Search code examples
c#performanceforeachsum

Why does List.Sum() perform poorly as compared to a foreach?


Question: Why does the execution time of Sum() take much longer than a foreach() in the following scenario?

public void TestMethod4()
{
    List<int> numbers = new List<int>();
    for (int i = 0; i < 1000000000; i++)
    {
        numbers.Add(i);
    }

    Stopwatch sw = Stopwatch.StartNew();
    long totalCount = numbers.Sum(num => true ? 1 : 0); // simulating a dummy true condition
    sw.Stop();
    Console.WriteLine("Time taken Sum() : {0}ms", sw.Elapsed.TotalMilliseconds);

    sw = Stopwatch.StartNew();
    totalCount = 0;
    foreach (var num in numbers)
    {
        totalCount += true ? 1 : 0; // simulating a dummy true condition
    }
    sw.Stop();
    Console.WriteLine("Time taken foreach() : {0}ms", sw.Elapsed.TotalMilliseconds);
}

Sample run1

Time taken Sum()     : 21443.8093ms
Time taken foreach() : 4251.9795ms

Solution

  • TL;DR: The difference in times is caused by the CLR applying two separate optimizations in the second case, but not the first case:

    • Linq's Sum operates on IEnumerable<T>, not List<T>.
      • The CLR/JIT does have a special-case optimization for foreach with List<T>, but not if a List<T> is passed as IEnumerable<T>.
        • Which means it's using IEnumerator<T> and incurring the cost of all of virtual-calls associated with that.
        • Whereas using List<T> directly uses static calls (instance method calls are still "static" calls, provided they're not virtual).
    • Linq's Sum accepts a delegate Func<T,Int64>.
      • Functions passed as a delegate Func<T,Int64> are not inlined, even with MethodImplOptions.AggressiveInline.
      • The cost of a delegate invocation are slightly more expensive than virtual calls.

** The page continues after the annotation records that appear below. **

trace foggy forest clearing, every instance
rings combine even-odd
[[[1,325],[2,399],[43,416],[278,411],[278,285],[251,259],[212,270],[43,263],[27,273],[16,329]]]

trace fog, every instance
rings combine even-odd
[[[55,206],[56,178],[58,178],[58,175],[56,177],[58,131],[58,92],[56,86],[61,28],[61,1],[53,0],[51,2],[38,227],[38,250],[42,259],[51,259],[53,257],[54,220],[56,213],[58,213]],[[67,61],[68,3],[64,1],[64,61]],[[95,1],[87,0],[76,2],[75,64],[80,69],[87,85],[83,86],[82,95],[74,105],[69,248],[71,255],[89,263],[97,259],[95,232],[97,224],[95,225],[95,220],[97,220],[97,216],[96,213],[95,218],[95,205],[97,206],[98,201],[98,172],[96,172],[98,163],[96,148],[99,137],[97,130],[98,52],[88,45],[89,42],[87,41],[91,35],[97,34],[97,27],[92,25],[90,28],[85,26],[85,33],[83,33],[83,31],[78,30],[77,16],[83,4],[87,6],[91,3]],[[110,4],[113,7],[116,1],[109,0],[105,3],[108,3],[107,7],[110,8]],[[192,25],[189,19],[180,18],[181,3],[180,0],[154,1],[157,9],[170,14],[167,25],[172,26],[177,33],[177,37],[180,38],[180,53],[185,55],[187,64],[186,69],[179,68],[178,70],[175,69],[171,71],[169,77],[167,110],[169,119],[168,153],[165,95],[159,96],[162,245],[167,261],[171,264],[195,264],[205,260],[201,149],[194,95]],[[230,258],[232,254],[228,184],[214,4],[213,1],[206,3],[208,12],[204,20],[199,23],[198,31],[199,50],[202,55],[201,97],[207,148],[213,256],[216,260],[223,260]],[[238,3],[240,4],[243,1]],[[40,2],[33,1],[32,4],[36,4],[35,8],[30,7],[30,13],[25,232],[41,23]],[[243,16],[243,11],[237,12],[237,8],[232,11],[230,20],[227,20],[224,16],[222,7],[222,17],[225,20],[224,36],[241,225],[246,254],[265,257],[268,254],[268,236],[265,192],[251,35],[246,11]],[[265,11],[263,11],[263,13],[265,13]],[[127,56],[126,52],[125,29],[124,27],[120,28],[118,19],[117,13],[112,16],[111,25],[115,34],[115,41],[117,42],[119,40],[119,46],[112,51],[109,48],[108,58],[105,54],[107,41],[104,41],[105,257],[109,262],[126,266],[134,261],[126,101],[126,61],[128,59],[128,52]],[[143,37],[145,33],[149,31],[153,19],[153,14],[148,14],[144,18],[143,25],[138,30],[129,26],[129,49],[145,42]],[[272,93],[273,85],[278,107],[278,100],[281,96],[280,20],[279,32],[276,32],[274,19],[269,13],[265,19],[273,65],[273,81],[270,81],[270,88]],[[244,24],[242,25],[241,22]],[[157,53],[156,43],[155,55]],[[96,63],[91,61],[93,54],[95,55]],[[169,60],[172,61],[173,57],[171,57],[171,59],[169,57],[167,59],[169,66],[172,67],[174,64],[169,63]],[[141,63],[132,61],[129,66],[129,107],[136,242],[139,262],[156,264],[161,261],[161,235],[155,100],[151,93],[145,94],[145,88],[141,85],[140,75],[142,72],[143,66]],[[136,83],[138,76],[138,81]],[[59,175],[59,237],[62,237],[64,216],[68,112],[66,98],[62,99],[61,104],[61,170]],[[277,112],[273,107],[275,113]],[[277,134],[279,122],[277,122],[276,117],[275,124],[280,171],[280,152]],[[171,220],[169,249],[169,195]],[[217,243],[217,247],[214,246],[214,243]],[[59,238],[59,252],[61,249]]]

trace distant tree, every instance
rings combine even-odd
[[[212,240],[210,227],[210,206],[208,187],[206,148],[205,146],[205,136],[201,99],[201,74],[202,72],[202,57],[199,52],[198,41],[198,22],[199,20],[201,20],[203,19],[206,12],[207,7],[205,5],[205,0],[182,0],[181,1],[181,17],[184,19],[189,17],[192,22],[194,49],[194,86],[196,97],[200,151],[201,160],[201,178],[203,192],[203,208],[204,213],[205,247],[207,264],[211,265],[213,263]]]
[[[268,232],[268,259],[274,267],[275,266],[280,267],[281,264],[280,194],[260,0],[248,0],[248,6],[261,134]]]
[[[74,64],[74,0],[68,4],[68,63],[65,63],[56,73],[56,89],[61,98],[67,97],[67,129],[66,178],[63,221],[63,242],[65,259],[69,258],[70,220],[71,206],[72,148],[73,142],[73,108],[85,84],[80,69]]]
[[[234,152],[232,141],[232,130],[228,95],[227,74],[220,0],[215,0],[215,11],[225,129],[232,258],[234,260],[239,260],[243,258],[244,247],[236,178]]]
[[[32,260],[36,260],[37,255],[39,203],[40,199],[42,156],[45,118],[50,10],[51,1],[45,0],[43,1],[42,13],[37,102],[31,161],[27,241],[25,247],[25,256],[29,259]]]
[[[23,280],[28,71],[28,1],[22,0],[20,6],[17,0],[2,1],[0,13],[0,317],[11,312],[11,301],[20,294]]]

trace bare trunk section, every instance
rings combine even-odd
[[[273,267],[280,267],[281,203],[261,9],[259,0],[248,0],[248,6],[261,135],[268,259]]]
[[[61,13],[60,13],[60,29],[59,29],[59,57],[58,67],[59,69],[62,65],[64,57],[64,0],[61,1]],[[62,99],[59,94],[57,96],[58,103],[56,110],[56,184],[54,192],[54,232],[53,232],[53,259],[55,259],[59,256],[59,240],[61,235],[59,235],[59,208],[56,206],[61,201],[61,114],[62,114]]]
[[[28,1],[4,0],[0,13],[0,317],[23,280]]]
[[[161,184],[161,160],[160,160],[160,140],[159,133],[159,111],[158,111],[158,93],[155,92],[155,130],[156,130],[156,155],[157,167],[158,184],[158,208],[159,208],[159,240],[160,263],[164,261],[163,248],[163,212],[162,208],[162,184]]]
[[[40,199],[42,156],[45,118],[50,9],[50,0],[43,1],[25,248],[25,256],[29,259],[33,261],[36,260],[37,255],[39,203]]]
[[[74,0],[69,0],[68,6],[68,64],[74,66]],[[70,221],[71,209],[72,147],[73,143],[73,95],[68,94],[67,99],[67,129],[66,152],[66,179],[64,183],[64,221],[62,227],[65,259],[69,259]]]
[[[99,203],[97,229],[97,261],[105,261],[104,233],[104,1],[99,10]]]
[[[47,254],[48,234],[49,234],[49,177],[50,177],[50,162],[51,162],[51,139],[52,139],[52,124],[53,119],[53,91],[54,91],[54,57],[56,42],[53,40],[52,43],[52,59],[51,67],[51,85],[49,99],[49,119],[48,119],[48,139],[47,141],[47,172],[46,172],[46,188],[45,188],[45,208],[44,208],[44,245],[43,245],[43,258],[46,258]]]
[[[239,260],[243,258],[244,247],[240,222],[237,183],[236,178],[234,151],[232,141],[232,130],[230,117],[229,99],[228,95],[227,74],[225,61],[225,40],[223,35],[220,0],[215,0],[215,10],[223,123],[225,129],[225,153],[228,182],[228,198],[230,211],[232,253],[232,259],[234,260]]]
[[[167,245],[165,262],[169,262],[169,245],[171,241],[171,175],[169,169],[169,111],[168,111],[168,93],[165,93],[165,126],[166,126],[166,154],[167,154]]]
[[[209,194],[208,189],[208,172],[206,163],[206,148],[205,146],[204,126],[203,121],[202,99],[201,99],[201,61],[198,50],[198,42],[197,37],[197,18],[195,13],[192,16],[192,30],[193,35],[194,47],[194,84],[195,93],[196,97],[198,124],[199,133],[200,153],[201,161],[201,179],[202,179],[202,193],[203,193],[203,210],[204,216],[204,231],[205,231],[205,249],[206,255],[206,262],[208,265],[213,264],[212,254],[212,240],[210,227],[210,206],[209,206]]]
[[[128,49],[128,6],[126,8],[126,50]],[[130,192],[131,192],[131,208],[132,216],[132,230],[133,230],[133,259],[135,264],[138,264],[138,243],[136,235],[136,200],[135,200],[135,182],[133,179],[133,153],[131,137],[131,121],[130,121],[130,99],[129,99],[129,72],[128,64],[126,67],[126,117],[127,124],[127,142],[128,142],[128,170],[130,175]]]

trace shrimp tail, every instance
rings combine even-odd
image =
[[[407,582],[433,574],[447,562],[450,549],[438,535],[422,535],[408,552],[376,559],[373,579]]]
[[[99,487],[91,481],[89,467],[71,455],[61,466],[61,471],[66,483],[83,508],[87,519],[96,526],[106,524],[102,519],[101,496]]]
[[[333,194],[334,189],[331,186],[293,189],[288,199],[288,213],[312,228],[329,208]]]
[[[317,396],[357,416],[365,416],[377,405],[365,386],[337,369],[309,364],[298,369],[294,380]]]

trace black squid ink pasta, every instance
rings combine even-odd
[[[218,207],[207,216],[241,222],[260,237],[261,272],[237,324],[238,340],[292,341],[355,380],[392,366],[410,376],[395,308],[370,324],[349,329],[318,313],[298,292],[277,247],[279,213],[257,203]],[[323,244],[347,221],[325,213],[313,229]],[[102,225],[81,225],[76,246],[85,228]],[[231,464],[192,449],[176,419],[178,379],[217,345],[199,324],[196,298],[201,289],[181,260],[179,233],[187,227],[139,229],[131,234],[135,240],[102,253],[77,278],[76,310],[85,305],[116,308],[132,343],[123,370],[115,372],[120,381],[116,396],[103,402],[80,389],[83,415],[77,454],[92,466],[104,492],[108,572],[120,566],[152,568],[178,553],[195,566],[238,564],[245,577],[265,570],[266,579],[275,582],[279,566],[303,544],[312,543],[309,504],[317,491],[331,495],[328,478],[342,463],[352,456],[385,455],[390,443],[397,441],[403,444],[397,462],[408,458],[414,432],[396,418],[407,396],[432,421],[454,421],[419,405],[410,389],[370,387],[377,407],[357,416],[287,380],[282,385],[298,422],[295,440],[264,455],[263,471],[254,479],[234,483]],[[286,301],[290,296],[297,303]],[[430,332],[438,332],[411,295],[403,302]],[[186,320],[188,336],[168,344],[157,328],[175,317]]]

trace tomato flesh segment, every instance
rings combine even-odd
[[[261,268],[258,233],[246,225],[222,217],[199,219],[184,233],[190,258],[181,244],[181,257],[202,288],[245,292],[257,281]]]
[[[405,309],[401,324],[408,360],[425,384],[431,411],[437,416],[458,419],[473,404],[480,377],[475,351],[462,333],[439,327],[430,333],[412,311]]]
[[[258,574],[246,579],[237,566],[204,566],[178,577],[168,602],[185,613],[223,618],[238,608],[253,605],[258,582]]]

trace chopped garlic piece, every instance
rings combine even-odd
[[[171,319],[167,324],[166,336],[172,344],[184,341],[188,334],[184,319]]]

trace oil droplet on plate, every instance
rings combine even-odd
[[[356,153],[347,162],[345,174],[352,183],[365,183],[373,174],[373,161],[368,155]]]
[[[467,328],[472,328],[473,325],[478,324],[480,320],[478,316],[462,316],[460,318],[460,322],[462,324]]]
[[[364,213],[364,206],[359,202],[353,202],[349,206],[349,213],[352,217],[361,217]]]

    I've reimplemented your SUM program using a variety of different approaches which you access here: https://gist.github.com/daiplusplus/1a4fcd2e70374d3694c3a105061a6d1c

    My benchmark results (Release build, x64, .NET Core 5, i7-7700HQ):

    Approach Time (ms)
    Test_Sum_Delegate 118ms
    Test_MySum_DirectFunc_IEnum 112ms
    Test_MySum_IndirectFunc_IEnum 114ms
    Test_MySum_DirectCall_IEnum 89ms
    Test_MySum_DirectFunc_List 58ms
    Test_MySum_IndirectFunc_List 58ms
    Test_MySum_DirectCall_List 37ms
    Test_Sum_DelegateLambda 109ms
    Test_For_Inline 4ms
    Test_For_Delegate 3ms
    Test_ForUnrolled_Inline 4ms
    Test_ForUnrolled_Delegate 4ms
    Test_ForEach_Inline 38ms
    Test_ForEach_Delegate 37ms

    We can isolate the different behaviour by changing one thing at a time (e.g. foreach vs for, IEnumerable<T> vs List<T>, Func<T> vs direct function calls).

    The System.Linq.Enumerable.Sum approach (Test_Sum_Delegate) is identical to Test_MySum_IndirectFunc_IEnum (disregard the 4ms difference between them). Both of these approaches iterate over the List<T> using IEnumerable<T>.

    Changing the method to pass the List<T> as a List<T> instead of IEnumerable<T> (in Test_MySum_IndirectFunc_List) eliminates the virtual-calls from foreach using IEnumerator<T> which causes a reduction from ~114ms to 58ms, a 50% reduction in time already.

    Then changing the Func<Int64,Int64> (a delegate) call to the GetValue func to a "static" call to GetValue (as in Test_MySum_DirectCall_List) brings the time down to 37ms - which is the same as Test_ForEach_Delegate. This approach is the same as your hand-written foreach loop.

    The only way to get faster performance is with a for loop without any virtual calls. (In debug builds the Unrolled loop is even faster than the normal for loop, but in Release builds there's no observed difference).